To clarify, treating a stop sign as a yield (Idaho stop) does entail waiting your turn. It just means you don't have to come to a complete stop every time, when there is no other vehicle at the intersection when you arrive.
In Paris, France, there are no STOP signs. They use either YIELD signs or traffic signal lights.
Parisians aren’t renowned for their considerate driving, but it might just be because they don’t have the necessary street signage; Paris has no stop signs on any of its 6,100 streets. Why is this?
Whether its the hectic free-for-all that is the Peripherique or the utter chaos of the Etoile roundabout, driving in Paris is not for the most faint-hearted.
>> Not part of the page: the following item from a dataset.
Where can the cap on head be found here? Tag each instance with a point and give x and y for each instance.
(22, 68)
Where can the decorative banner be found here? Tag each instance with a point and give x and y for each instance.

Maybe it’s a natural side effect of the passion the city’s inhabitants put into their work, arts, culture and cuisine. But it might also have something to do with the fact there are no signs telling drivers to stop and check for oncoming traffic, an entirely normal sight in any other major city.
The city is perhaps the only major capital in the Western world that doesn’t have a single stop sign. Cars do not come to a full stop at any intersection without traffic lights. That wasn’t always the case.
Until a few years ago it had one, lonely sign at the exit of a construction facility driveway going onto the Quai Saint-Exupery in the 16th arrondissement. But in mysterious circumstances, that was removed some time between 2012 and 2014. The culprit (or hero) remains unclear, as does their motivation.
The explanation? Well, the car on the right always has the priority in Paris. But is a rule like that enough?
Does the fact that the only thing stopping collision after collision is a rule of thumb make Paris seem like a more dangerous place to drive? Not according to DEKRA, a German vehicle company which compiled road accident statistics from 2009 to 2012. According to its findings Paris is doing pretty well. Road fatalities are a third of London and a quarter of Rome, comparable cities. Good city planning trumps superior signage, it seems.